Blackboard officials expressed disappointment but played down the significance of the ruling by the three-judge panel of the U.S. Court of Appeals for the Federal Circuit, saying that new patents gained by the company -- which Blackboard has again accused Desire2Learn of infringing -- essentially make moot the issues present in the lawsuit in question.
"The Federal Circuit’s decision does not affect Blackboard’s other patents or other efforts currently open in our effort to resolve the intellectual property disagreement we have with Desire2Learn," Matt Small, Blackboard's chief business officer, said in a prepared statement. "In fact, the issues raised by the Federal Circuit are not present in our other patents. Disputes like these have many steps and take a significant amount of time to resolve."

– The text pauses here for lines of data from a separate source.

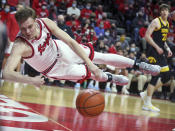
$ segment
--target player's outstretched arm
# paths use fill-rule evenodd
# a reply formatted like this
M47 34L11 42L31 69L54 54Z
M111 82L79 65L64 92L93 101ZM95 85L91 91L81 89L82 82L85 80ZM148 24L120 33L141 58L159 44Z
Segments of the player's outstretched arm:
M21 61L22 56L26 53L26 48L26 45L21 41L15 41L11 55L9 56L3 71L3 79L40 86L44 84L43 78L24 76L20 74L20 72L15 71L18 63Z
M74 39L72 39L66 32L61 30L54 21L48 18L43 18L42 20L46 23L53 35L55 35L58 39L64 41L67 45L69 45L72 48L72 50L84 60L88 68L96 76L97 79L101 77L101 71L99 70L99 68L92 63L92 61L83 51L82 47L80 47Z

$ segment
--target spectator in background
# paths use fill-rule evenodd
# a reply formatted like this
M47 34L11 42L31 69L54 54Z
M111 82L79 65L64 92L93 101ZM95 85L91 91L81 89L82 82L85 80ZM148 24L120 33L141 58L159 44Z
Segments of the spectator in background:
M72 6L67 8L67 15L71 16L75 14L76 19L78 19L80 17L80 9L78 9L76 6L77 6L77 2L73 1Z
M98 40L96 51L106 53L108 51L108 46L104 44L103 40Z
M97 25L96 15L95 15L95 13L91 13L91 15L90 15L90 26L92 28L95 28L96 25Z
M18 0L18 4L30 7L31 1L30 0Z
M2 11L2 9L4 9L6 3L7 3L6 0L2 0L2 1L0 2L0 4L1 4L0 11Z
M102 19L102 14L103 14L103 6L102 5L98 5L95 14L96 14L96 19Z
M113 38L112 43L115 43L115 41L117 40L117 27L115 23L111 24L110 34L111 34L111 37Z
M111 32L109 29L105 30L105 34L103 36L103 41L104 41L105 45L108 45L108 46L113 44L113 37L111 36Z
M83 9L81 10L81 18L82 18L82 19L85 19L85 18L88 19L88 18L90 18L91 13L92 13L92 10L91 10L91 3L88 2L88 3L86 4L86 7L83 8Z
M89 34L86 35L87 41L91 43L96 43L97 41L97 36L93 28L89 29Z
M125 24L126 24L126 33L131 35L132 30L132 20L136 16L136 10L133 4L130 4L128 10L125 13Z
M110 29L111 28L111 23L110 21L107 19L107 13L103 13L102 14L102 19L98 19L97 20L97 26L99 26L99 24L103 22L104 25L104 29Z
M143 19L143 13L142 12L138 12L138 16L136 16L133 21L132 21L132 28L133 28L133 37L134 37L134 42L136 43L136 45L138 45L139 43L139 30L140 28L144 25L145 20Z
M7 0L7 3L10 5L11 11L16 11L16 6L19 3L19 0Z
M99 26L95 27L95 33L97 35L97 38L103 38L105 35L105 29L104 29L104 24L103 21L100 22Z
M20 9L20 8L19 8ZM3 61L3 68L6 64L7 58L11 53L13 42L15 41L16 35L19 32L19 26L15 19L15 13L10 12L10 5L6 4L2 12L0 12L0 20L7 26L8 45L5 50L5 58ZM13 31L11 31L13 29ZM17 71L20 70L18 65Z
M77 19L75 14L72 14L70 17L68 16L69 20L66 21L66 25L70 26L72 31L76 31L80 26L80 21Z
M5 48L7 46L7 30L6 26L2 23L0 20L0 78L1 76L1 70L2 70L2 63L4 59L4 53L5 53Z
M129 58L135 60L136 56L135 56L134 53L130 52L129 53ZM123 86L123 88L122 88L122 93L123 94L126 94L126 95L129 94L128 90L130 88L130 85L131 85L131 82L132 82L134 74L135 74L135 69L128 68L128 79L129 79L129 82L128 82L128 84L126 86Z
M46 2L42 2L41 8L37 9L37 16L39 18L44 18L49 16L49 10L47 9Z
M74 38L73 32L71 31L71 28L65 24L65 18L63 15L58 15L57 17L57 25L60 27L63 31L68 33L70 37Z
M120 36L120 42L121 42L122 50L129 50L129 43L126 40L126 34L125 33Z
M50 2L50 5L49 5L49 16L48 17L53 21L57 21L57 8L54 5L53 1Z
M57 14L63 14L66 15L66 11L67 11L67 2L65 2L64 0L60 0L56 2L57 5Z
M6 4L2 12L0 12L0 19L7 26L7 33L10 42L14 42L19 31L19 26L14 17L14 13L10 12L10 5ZM13 31L11 31L13 29Z
M141 42L141 48L143 51L146 51L146 40L145 40L145 32L147 30L149 22L145 21L144 26L142 26L139 30L139 36L140 36L140 42Z
M139 50L140 49L136 46L135 43L131 43L130 48L129 48L129 52L132 52L132 53L134 53L134 55L137 55Z
M39 8L41 8L40 0L33 0L32 1L32 9L34 9L37 12L37 10Z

Desire2Learn, not surprisingly, had a very different take on the matter. "Given what we've been through in this lawsuit, to have it completely 180 degree reversed is a really big deal," said John McLeod, director of marketing for Desire2Learn. "To say the mood in the office is elated would be an understatement."
Monday's ruling by the appeals court is the latest development in a several-year court battle initiated by Blackboard in July 2006. The behemoth accused Desire2Learn of infringing dozens of Blackboard patents for online course management and e-learning technologies, and sought $17 million in damages and an injunction barring the Canadian company from continuing to infringe the patent.

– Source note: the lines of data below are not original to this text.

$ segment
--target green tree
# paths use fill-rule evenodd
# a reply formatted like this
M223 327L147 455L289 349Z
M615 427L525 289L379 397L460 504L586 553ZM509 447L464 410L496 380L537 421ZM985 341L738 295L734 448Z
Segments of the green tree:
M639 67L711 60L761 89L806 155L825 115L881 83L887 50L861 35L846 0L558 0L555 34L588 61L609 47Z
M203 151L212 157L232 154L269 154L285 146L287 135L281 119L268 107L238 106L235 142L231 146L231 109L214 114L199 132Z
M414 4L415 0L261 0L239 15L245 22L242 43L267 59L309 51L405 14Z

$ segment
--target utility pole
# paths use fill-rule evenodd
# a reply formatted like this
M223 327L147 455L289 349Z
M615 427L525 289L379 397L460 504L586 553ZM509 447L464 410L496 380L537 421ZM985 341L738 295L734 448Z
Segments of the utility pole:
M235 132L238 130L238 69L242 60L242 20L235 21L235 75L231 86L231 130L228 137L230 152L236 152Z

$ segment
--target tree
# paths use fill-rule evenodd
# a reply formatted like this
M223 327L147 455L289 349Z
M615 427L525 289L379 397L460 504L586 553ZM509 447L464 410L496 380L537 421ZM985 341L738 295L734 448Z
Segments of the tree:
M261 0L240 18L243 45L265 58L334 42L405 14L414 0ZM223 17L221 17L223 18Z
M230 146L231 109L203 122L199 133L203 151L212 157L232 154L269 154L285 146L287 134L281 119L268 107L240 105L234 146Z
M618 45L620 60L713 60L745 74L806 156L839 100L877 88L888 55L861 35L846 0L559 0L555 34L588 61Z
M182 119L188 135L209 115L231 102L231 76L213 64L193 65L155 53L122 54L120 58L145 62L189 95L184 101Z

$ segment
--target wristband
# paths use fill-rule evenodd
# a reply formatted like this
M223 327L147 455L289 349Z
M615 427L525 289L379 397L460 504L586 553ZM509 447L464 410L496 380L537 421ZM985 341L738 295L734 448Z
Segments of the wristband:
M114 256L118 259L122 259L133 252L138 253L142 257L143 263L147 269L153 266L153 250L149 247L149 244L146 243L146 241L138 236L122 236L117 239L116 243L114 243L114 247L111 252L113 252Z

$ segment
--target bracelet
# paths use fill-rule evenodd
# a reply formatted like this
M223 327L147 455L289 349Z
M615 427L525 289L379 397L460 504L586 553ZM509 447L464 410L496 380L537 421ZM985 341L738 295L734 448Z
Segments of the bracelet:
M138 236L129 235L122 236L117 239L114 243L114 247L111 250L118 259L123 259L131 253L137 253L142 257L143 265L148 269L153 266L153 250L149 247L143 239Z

After a two-week trial in Lufkin, Tex., a jury in a district court seen as friendly to patent holders ruled that Desire2Learn's learning platform used technologies for which Blackboard received U.S. patents, known collectively as the " '138 patent," in January 2006. But its verdict gave the company far less than it was asking for, awarding Blackboard $2.5 million for lost profits and $630,000 in royalties. The district court invalidated 35 of the 38 claims that Blackboard made against Desire2Learn, but backed three other claims related to what constitutes a "user" of a learning management system.

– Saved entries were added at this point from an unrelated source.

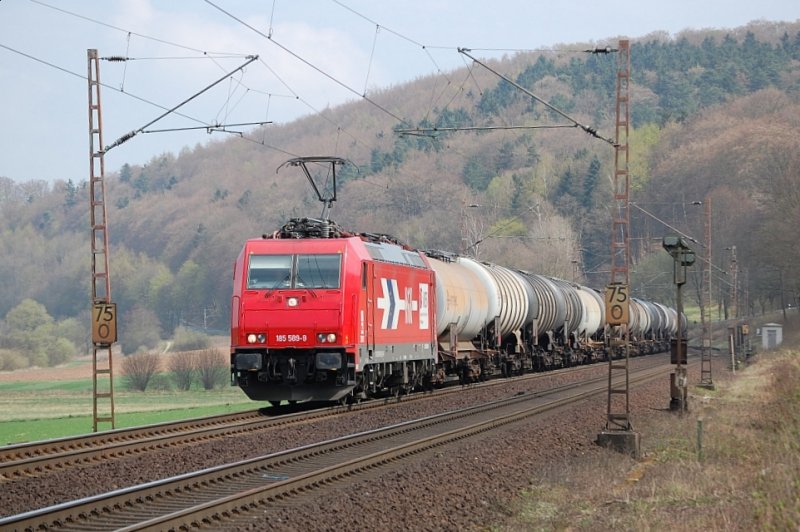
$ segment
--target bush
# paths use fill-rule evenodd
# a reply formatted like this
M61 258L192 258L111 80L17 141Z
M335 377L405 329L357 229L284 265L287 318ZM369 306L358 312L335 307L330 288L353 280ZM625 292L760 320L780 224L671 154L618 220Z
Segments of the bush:
M4 347L27 358L25 366L57 366L77 354L70 336L79 337L79 325L74 318L56 323L44 305L26 299L6 314L0 338Z
M173 336L172 341L176 351L207 349L211 343L207 334L193 331L186 327L178 327L175 329L175 334Z
M147 389L160 367L157 353L139 353L122 359L122 375L128 380L128 387L140 392Z
M66 338L56 338L47 351L47 362L50 366L57 366L69 361L78 353L75 344Z
M14 371L28 367L25 355L14 349L0 349L0 371Z
M228 372L228 360L219 349L204 349L197 355L197 373L204 390L224 386Z
M91 331L87 330L85 323L76 318L67 318L56 323L56 336L72 342L76 353L85 352L87 348L91 350Z
M167 367L172 374L172 381L179 390L186 391L192 387L197 373L195 355L187 351L175 353L169 357Z

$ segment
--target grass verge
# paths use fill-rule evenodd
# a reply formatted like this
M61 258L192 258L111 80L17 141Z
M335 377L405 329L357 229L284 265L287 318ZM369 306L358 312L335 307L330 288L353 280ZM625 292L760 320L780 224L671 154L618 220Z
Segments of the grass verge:
M800 530L800 352L761 354L639 420L644 458L552 463L488 530Z
M0 445L92 432L92 380L0 383ZM103 406L107 403L102 403ZM114 392L115 428L241 412L263 405L239 388ZM100 430L111 429L103 423Z
M92 405L89 404L89 410ZM196 417L213 416L215 414L229 414L257 408L253 402L237 404L221 404L200 406L192 408L177 408L171 410L129 412L117 414L115 412L115 428L123 429L152 425L166 421L178 421ZM109 430L111 425L104 423L100 430ZM70 415L68 417L33 419L20 421L5 421L0 423L0 445L24 443L29 441L50 440L92 432L92 416Z

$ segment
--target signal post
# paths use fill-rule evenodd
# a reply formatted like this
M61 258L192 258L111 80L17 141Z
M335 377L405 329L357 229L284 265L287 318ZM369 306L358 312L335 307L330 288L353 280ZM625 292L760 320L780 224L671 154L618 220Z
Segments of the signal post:
M675 306L678 312L678 331L676 338L670 343L670 361L675 364L675 373L670 374L669 389L670 402L669 409L678 412L688 410L686 375L686 338L683 331L683 299L681 297L681 287L686 284L686 268L694 264L695 255L686 242L678 236L665 236L662 245L672 256L673 278L677 289Z

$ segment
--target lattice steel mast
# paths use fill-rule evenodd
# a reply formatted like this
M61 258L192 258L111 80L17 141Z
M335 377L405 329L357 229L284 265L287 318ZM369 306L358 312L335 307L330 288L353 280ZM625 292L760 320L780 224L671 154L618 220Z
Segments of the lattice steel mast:
M700 386L707 388L714 387L714 380L711 378L711 197L706 196L703 203L704 209L704 232L706 244L706 256L703 261L703 304L700 306L700 319L703 324L703 348L700 352Z
M617 55L616 135L614 144L614 209L611 231L611 284L630 286L630 174L628 135L630 125L630 42L619 41ZM625 358L608 357L607 430L631 430L629 388L628 325L622 324ZM610 350L611 351L611 350ZM616 383L616 384L615 384ZM614 398L622 398L614 400ZM624 401L624 403L623 403ZM623 404L620 404L623 403ZM624 408L623 408L624 406Z
M103 118L100 105L100 59L88 52L89 81L89 215L92 246L92 391L93 430L100 423L114 428L114 374L111 346L117 339L116 308L111 303L108 267ZM105 357L101 354L105 353Z

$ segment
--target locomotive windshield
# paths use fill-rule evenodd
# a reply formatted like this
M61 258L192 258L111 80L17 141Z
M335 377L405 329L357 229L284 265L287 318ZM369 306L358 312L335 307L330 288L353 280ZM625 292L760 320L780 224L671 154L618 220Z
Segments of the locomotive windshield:
M339 288L341 255L250 255L247 288Z

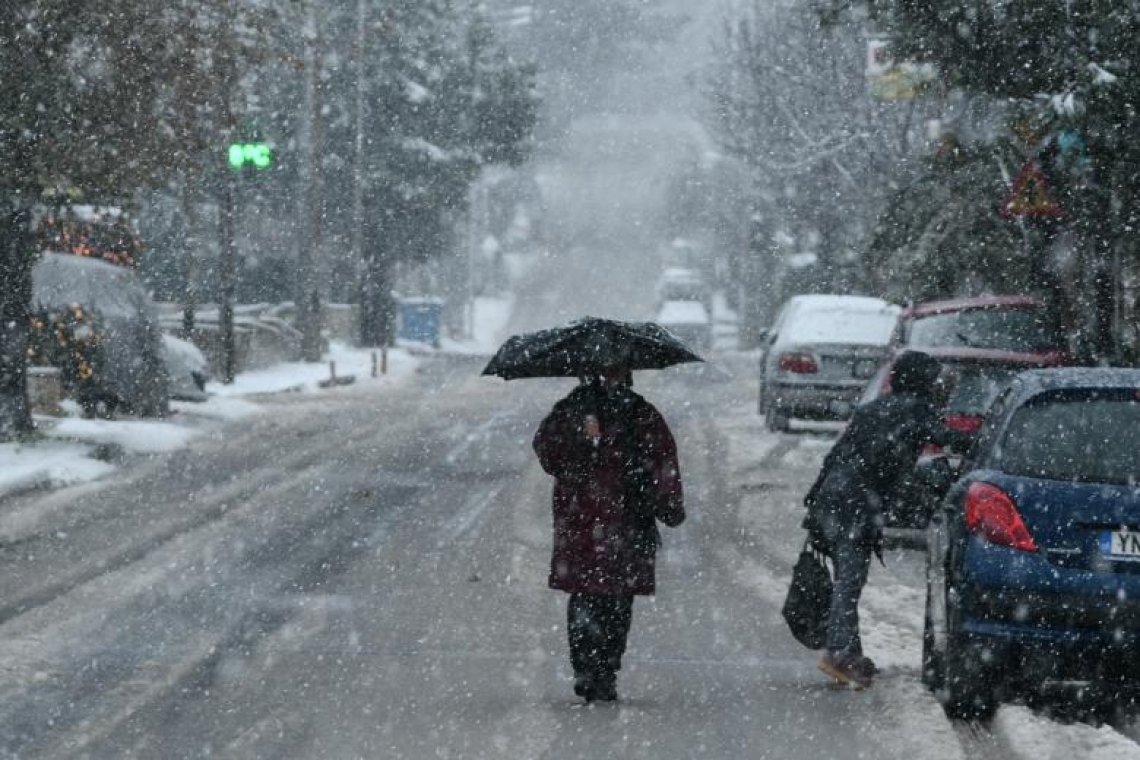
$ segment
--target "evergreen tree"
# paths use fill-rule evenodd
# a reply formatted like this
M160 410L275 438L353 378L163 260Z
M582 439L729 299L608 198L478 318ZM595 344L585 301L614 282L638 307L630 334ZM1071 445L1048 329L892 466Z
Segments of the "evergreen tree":
M161 23L148 3L0 4L0 439L31 427L25 353L36 209L121 202L165 159L154 103Z

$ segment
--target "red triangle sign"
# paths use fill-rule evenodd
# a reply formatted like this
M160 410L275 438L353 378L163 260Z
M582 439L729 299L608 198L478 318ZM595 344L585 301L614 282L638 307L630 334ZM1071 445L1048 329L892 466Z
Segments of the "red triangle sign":
M1040 167L1030 161L1013 181L1013 188L1001 204L1001 215L1007 219L1056 219L1064 212L1053 197Z

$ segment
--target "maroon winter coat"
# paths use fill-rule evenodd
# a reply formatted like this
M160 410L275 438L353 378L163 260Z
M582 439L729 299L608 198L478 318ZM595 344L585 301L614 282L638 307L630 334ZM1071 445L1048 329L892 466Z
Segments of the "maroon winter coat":
M602 426L596 446L583 430L586 414ZM677 447L660 413L627 388L605 396L579 386L543 420L534 450L555 477L550 587L652 594L656 521L673 527L685 519Z

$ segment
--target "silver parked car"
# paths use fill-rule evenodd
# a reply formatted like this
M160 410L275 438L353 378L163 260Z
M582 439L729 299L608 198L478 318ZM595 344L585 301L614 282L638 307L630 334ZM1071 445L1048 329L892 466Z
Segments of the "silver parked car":
M792 417L832 419L850 409L886 360L899 311L866 296L788 299L760 356L759 411L768 428L787 430Z

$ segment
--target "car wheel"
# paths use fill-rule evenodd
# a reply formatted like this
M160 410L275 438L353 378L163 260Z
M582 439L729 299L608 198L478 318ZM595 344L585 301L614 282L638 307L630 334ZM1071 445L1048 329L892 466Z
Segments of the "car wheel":
M957 720L989 720L997 712L992 668L961 634L948 631L942 688L942 709Z
M941 686L936 692L942 709L949 718L956 720L989 720L997 712L998 700L995 680L998 668L969 641L962 632L958 602L952 591L952 579L945 578L944 607L945 635L941 647L937 640L931 648L932 664L937 668L931 680L941 675ZM934 584L934 593L940 593ZM937 601L935 599L935 601ZM938 625L937 607L931 607L931 633ZM940 671L940 672L939 672Z

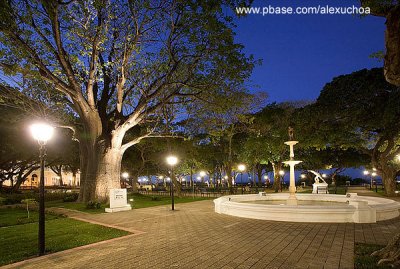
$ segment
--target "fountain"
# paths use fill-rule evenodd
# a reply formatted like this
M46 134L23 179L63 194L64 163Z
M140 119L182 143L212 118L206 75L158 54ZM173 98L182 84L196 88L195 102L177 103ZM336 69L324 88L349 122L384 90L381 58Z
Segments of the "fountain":
M328 194L328 184L321 175L315 175L313 193L296 193L293 128L289 127L290 160L284 163L290 166L289 193L260 192L259 194L228 195L214 200L215 212L243 218L291 221L291 222L333 222L333 223L375 223L396 218L400 215L400 203L357 193L346 195ZM325 193L319 193L325 188ZM315 190L315 192L314 192Z
M284 164L288 164L290 166L290 181L289 181L289 198L286 201L287 205L297 205L296 199L296 183L295 183L295 176L294 176L294 166L296 164L301 163L301 161L294 160L294 145L299 143L299 141L294 141L294 130L292 127L289 127L289 141L285 142L285 145L289 146L290 153L289 161L283 162Z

Both companies appealed the parts of the case they'd lost to the U.S. Court of Appeals for the Federal Circuit, which has nationwide jurisdiction over U.S. patent claims. Its highly technical decision upheld the lower court's conclusion that Blackboard's claims 1-35 were invalid. But the three-judge panel rejected the lower court's finding that Blackboard's patented learning system had originated the approach of giving a single user with a single log-in multiple roles, such as being a teacher in one course and a student in another.
The appeals panel embraced Desire2Learn's argument that such technology existed in "prior art," in this case previously existing course management systems such as Serf and CourseInfo 1.5. The appeals court essentially ruled that the lower court judge had framed Blackboard's claim incorrectly for the jury, said Bruce T. Wieder, a lawyer for the Washington firm of Dow Lohnes who was not involved in the case. Having done so, the Federal Circuit court "could have said, 'This is how you should have interpreted it, you go look at it again,' " Wieder said. "But instead, the court said, 'Since we've seen what was argued, we now can say that the district court wouldn't have come to any conclusion,' and declared those claims invalid."
Blackboard officials said they were weighing their options, which could include asking the entire Court of Appeals for the Federal Circuit to hear the case (known as seeking a hearing "en banc)," or requesting a hearing before the Supreme Court. But Wieder described both of those paths as unlikely to succeed, since the federal circuit "rejects 99 percent of cases" for en banc hearings, and the Supreme Court takes even fewer cases.
But Blackboard has already initiated another lawsuit against Desire2Learn, accusing the Canadian firm in April of infringing new U.S. patents that the company received on its software. So while company officials continue to reassure higher education technology officials and others that Blackboard has no intention of asserting its patent rights against "open source or home-grown course management systems that are not bundled with proprietary software," they show no signs of retreating in the wake of Monday's stinging defeat.